NP Chart – This tool tracks the number of defectives (products, parts or units that do not conform to specified standards) in each subgroup and detects the presence of special cause variation. It can only be used when the sample size is constant.

Null Hypothesis – A statement about population parameters, typically implying “no effect” or “no difference.” This statement is assumed true until sufficient evidence is presented otherwise.

OFAT – One-Factor-at-a-Time – One-Factor-at-a-Time (OFAT) is an experimental design setup, in which each factor is varied one at a time while the remaining factors are held constant. OFAT is done in order to estimate the effect of a single variable on selected fixed conditions of other variables.

Outlier – Data point that is markedly inconsistent with the rest of the data set.

Output – The result of a process or product and its measurable characteristics.

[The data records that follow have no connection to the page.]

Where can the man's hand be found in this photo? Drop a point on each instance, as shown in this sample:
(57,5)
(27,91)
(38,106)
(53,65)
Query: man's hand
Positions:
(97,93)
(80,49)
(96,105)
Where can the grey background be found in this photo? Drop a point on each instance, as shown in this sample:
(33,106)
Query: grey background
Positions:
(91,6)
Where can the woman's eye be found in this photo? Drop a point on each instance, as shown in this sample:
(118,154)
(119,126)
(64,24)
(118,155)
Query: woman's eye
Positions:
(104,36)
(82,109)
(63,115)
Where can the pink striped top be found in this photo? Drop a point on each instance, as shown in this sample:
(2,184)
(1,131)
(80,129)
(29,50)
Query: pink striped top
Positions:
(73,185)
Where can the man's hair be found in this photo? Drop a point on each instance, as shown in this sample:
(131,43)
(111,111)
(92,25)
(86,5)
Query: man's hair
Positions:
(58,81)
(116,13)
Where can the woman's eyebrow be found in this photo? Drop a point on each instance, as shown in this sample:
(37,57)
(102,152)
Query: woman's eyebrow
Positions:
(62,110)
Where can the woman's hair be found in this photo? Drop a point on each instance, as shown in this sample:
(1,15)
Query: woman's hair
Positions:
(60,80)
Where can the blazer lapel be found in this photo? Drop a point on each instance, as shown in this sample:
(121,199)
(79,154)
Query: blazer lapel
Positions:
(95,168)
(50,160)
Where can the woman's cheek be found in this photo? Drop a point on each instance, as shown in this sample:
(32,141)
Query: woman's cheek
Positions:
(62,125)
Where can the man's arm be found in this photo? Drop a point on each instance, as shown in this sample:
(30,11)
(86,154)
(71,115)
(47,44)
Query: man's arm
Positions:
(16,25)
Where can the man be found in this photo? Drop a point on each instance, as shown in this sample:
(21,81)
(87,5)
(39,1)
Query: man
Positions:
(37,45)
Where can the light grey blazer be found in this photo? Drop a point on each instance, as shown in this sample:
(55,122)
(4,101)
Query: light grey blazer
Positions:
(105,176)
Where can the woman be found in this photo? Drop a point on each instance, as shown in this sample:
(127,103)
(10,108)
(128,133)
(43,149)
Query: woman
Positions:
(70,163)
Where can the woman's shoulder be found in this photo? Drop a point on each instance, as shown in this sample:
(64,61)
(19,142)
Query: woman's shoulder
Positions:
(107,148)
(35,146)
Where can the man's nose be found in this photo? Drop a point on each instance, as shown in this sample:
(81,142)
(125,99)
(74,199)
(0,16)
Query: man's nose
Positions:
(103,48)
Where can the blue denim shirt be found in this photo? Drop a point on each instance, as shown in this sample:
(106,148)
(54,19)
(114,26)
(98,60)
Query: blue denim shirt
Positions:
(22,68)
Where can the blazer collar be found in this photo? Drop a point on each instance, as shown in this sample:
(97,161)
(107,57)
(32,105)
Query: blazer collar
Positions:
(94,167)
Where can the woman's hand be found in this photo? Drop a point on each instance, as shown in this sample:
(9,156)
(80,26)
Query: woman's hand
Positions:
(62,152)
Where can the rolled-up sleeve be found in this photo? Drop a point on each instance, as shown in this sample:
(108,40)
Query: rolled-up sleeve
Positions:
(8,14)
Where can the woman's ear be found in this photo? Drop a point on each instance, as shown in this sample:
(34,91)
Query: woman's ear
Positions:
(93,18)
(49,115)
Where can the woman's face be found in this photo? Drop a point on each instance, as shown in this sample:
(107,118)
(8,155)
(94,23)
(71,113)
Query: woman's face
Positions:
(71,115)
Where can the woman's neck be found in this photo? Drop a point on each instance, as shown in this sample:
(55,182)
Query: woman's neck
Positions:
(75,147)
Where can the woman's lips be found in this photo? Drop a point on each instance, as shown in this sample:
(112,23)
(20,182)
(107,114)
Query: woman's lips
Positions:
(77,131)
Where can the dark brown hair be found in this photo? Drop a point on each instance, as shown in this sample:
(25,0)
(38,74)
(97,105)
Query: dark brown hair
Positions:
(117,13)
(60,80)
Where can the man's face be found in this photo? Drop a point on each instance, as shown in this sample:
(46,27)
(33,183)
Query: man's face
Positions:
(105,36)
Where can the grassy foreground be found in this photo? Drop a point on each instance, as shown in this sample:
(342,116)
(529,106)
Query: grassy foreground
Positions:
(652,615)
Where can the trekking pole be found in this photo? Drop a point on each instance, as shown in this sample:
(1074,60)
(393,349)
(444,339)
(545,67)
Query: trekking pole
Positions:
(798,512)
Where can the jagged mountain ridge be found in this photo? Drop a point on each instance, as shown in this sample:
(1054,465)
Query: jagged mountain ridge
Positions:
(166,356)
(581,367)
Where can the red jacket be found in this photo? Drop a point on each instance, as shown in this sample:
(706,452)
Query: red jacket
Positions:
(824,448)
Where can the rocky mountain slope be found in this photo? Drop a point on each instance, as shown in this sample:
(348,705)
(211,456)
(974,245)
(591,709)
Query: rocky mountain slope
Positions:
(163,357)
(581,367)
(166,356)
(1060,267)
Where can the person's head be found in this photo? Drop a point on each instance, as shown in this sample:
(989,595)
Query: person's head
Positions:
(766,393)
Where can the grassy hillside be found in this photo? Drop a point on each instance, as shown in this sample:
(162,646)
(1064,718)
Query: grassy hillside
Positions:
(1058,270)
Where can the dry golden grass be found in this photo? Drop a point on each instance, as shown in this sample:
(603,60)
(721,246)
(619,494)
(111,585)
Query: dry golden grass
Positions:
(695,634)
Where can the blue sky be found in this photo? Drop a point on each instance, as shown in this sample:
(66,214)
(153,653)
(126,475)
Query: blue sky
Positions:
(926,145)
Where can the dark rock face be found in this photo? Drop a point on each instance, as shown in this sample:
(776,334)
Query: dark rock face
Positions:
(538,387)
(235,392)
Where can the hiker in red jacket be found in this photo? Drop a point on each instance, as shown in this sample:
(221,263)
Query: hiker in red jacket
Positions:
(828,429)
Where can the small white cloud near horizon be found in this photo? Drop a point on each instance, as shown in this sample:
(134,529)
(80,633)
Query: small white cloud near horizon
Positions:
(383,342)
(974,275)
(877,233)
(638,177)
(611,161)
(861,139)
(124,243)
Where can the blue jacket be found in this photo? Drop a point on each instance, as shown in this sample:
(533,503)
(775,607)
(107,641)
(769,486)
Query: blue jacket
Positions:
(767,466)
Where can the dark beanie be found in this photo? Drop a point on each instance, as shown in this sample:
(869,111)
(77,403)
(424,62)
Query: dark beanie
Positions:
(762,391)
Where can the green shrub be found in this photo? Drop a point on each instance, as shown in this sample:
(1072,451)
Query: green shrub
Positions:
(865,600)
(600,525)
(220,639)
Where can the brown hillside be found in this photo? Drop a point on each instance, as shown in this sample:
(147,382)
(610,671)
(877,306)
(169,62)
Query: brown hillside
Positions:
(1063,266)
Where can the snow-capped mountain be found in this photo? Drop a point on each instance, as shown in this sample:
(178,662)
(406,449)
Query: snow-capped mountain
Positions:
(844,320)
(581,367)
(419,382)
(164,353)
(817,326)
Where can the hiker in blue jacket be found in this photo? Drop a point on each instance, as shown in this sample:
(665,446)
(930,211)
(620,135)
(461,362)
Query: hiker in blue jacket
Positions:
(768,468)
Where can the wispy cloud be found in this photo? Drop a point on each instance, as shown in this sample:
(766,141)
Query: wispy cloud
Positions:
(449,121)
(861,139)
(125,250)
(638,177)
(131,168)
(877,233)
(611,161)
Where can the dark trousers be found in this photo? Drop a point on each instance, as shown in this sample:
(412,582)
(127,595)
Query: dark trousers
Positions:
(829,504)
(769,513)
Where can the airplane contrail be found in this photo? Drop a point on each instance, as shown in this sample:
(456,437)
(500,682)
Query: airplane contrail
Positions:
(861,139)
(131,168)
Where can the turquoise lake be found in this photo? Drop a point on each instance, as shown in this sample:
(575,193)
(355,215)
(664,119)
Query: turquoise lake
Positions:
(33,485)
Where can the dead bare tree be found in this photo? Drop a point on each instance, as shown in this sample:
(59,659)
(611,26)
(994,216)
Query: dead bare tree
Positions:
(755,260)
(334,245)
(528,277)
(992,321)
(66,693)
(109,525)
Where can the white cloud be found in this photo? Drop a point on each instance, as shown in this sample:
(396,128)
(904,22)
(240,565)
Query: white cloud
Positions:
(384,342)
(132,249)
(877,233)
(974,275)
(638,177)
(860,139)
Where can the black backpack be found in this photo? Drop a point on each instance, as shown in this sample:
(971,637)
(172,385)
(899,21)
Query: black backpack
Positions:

Also called Process Output Variable (POV).

P Chart – A P Chart tracks the proportion of defectives (products, parts or units that do not conform to specified standards) in each subgroup and detects the presence of special cause variation. It can be used for sample sizes that are either constant or variable.

Paired Sample – A sample in which each sampling unit contains a pair of observations that are not independent of one another (e.g. sampling ages of husband and wife as a single sampling unit).

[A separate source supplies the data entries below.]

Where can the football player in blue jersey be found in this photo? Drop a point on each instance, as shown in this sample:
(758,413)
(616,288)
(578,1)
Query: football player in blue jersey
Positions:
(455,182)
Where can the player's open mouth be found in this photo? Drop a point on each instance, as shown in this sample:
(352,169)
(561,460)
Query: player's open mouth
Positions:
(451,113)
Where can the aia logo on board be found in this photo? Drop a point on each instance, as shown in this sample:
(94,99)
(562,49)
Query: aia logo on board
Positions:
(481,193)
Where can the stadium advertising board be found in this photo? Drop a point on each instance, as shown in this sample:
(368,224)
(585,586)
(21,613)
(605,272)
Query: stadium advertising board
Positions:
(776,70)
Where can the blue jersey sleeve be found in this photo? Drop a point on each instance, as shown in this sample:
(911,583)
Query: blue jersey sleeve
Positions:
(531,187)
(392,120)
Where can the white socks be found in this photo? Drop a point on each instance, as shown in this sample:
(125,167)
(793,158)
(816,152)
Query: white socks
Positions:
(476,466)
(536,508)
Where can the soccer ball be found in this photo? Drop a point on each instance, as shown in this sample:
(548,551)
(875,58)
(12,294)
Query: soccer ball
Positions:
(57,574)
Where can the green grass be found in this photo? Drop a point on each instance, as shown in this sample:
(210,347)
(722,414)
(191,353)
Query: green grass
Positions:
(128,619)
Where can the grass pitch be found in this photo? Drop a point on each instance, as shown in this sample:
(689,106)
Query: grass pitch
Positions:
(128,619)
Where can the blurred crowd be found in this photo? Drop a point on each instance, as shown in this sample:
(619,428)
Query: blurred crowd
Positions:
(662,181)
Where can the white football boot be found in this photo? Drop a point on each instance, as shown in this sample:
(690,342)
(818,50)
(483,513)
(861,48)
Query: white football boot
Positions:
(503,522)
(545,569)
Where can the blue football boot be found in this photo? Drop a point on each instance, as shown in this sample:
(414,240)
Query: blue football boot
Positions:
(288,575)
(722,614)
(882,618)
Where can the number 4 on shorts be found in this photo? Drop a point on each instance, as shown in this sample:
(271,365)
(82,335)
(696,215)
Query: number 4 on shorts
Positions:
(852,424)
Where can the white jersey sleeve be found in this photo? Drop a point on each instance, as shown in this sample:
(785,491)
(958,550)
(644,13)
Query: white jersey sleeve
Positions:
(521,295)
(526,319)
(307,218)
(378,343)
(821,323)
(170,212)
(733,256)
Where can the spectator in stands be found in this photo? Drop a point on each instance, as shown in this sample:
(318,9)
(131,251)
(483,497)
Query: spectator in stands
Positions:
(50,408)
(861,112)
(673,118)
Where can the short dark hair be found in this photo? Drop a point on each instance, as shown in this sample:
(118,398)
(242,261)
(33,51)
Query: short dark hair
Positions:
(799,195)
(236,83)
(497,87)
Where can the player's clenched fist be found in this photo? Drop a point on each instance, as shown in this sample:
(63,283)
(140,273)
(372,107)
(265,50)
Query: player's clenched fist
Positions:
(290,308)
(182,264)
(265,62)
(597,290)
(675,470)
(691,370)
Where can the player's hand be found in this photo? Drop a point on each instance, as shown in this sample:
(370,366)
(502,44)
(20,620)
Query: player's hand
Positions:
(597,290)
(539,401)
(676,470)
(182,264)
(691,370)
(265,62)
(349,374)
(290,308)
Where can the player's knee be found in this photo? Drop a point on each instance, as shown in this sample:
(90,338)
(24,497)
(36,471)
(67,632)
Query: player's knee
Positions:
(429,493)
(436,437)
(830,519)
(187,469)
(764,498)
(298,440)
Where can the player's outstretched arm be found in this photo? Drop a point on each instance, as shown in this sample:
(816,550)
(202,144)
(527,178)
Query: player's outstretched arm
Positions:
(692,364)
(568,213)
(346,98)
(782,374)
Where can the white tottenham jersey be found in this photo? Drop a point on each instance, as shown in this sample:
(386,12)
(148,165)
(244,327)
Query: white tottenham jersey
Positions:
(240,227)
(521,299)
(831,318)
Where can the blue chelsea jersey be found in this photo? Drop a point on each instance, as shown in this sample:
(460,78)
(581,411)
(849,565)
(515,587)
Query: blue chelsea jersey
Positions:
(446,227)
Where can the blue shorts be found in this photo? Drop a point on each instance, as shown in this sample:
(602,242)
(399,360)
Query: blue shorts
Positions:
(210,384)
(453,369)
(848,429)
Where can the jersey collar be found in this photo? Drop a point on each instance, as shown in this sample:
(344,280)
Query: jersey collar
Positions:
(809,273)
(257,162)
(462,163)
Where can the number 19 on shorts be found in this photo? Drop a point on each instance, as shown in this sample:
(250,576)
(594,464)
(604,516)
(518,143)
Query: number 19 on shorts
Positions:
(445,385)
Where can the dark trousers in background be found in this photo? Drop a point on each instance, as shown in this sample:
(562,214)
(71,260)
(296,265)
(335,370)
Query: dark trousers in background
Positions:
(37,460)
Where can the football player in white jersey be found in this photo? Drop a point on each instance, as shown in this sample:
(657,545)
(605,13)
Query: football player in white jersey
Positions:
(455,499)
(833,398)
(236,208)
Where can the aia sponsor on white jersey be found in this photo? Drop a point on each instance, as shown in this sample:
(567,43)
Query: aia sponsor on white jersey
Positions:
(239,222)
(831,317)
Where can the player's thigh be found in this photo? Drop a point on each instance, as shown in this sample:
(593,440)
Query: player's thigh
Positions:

Paired t Test – A type of hypothesis test used when analyzing the difference between the means obtained from paired samples.

Pareto Chart – Type of chart that compares the frequency and/or influence of various types of problems or causes of a problem. The horizontal axis represents the different categories, and the height of the bar represents the frequency of that category. Pareto Charts prioritize possible areas for improvement and require either discrete or continuous data.

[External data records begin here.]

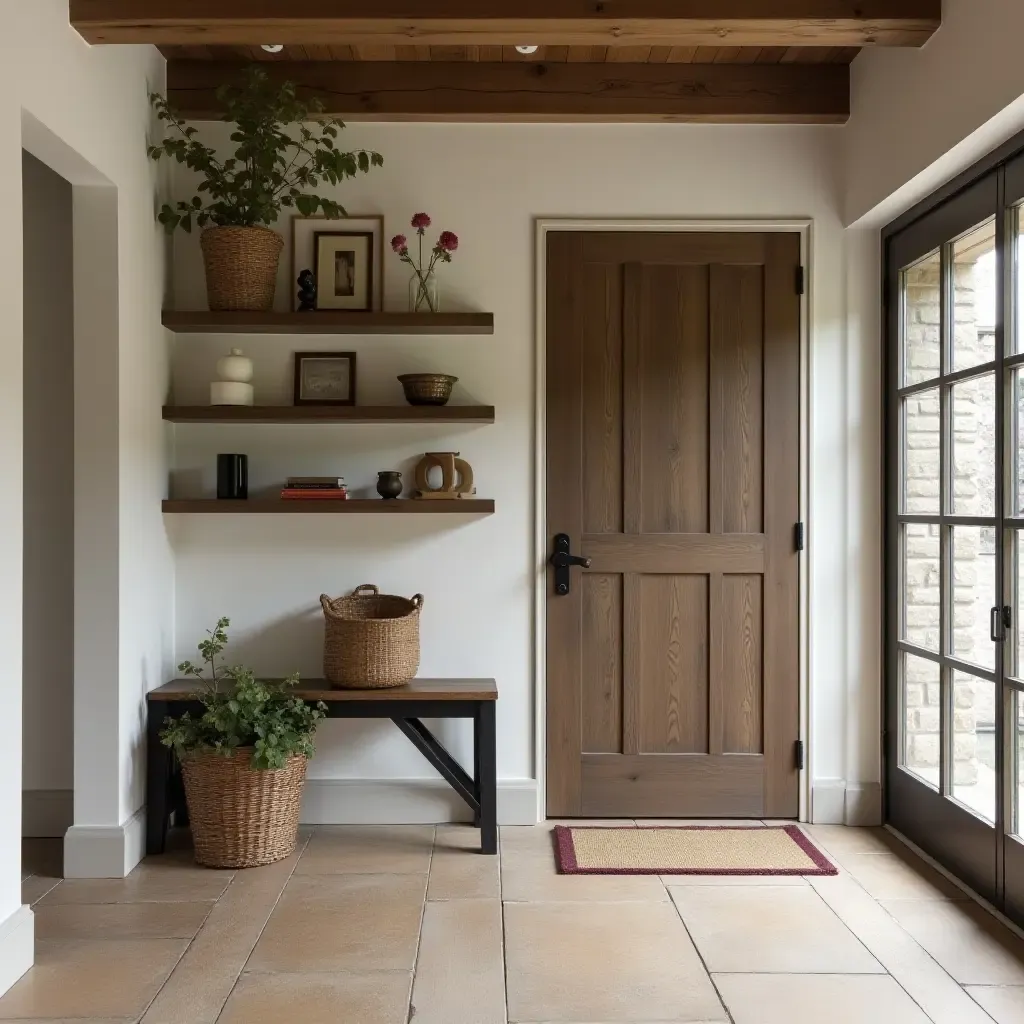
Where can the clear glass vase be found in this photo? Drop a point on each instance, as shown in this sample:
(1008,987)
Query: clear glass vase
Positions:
(423,294)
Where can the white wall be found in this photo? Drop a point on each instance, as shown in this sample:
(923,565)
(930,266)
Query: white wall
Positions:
(478,574)
(85,113)
(48,762)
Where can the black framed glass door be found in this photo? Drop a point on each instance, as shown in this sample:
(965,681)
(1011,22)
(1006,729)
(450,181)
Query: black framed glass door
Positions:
(946,534)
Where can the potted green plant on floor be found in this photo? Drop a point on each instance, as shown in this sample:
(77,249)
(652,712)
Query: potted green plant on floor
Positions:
(285,148)
(243,760)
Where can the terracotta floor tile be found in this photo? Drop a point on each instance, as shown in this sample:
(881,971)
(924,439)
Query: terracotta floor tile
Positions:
(969,943)
(458,869)
(811,998)
(603,962)
(1004,1005)
(460,971)
(380,997)
(121,921)
(913,969)
(771,929)
(899,876)
(369,850)
(197,991)
(152,882)
(83,978)
(343,923)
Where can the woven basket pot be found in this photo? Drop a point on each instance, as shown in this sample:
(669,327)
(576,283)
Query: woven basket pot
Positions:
(242,817)
(371,640)
(241,266)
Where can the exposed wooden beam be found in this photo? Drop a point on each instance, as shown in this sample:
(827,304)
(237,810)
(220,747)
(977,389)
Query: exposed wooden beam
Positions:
(538,91)
(557,23)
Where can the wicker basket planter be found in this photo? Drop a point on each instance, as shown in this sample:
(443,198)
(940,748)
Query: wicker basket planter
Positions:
(242,817)
(241,266)
(371,640)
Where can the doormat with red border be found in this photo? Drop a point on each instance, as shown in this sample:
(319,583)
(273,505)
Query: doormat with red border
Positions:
(688,850)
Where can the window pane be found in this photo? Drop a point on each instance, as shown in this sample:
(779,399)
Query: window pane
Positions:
(975,275)
(1017,779)
(974,594)
(974,446)
(922,719)
(922,320)
(921,453)
(974,744)
(922,608)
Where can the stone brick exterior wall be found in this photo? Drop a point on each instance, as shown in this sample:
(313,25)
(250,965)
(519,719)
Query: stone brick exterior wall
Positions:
(974,556)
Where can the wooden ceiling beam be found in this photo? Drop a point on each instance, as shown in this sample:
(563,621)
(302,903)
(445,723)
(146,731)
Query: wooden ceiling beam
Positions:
(554,23)
(538,91)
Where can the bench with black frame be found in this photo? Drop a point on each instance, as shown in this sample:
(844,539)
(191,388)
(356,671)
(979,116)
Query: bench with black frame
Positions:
(406,706)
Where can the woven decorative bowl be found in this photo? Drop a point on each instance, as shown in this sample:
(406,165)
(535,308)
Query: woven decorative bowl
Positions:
(427,389)
(240,816)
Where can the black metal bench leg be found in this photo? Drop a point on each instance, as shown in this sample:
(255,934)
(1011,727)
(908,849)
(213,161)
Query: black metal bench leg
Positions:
(158,777)
(485,743)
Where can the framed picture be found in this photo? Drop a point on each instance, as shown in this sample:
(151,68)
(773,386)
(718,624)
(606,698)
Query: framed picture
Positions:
(325,378)
(343,268)
(304,230)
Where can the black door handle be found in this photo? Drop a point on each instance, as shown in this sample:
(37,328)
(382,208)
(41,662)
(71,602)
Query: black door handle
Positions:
(563,559)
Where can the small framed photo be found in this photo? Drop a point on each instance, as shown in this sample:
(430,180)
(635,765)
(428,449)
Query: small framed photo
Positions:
(304,253)
(343,266)
(325,378)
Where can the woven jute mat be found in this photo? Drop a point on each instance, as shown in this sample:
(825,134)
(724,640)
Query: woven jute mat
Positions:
(688,850)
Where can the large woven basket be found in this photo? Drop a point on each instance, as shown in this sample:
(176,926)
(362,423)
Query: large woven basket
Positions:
(240,816)
(371,640)
(241,266)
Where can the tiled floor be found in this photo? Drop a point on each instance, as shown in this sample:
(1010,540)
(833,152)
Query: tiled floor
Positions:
(408,924)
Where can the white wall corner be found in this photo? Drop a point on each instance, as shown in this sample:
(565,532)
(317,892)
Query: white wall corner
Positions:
(104,851)
(380,802)
(47,813)
(828,802)
(863,804)
(17,946)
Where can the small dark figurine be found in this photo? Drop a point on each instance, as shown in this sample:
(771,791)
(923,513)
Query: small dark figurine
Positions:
(307,292)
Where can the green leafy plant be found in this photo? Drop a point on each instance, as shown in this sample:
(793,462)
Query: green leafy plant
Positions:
(285,147)
(242,712)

Pareto Principle – Also referred to as Pareto Effect, the Pareto Principle states that 80% of the issues are the result of 20% percent of the causes.

Pearson Correlation – The most commonly used method of computing a correlation coefficient between variables that are linearly related.

Population – The entire collection or set of objects or individuals from which a sample is drawn for analysis. Population can also mean a set of values or characteristics of the members of the population, e.g. heights of people in the world.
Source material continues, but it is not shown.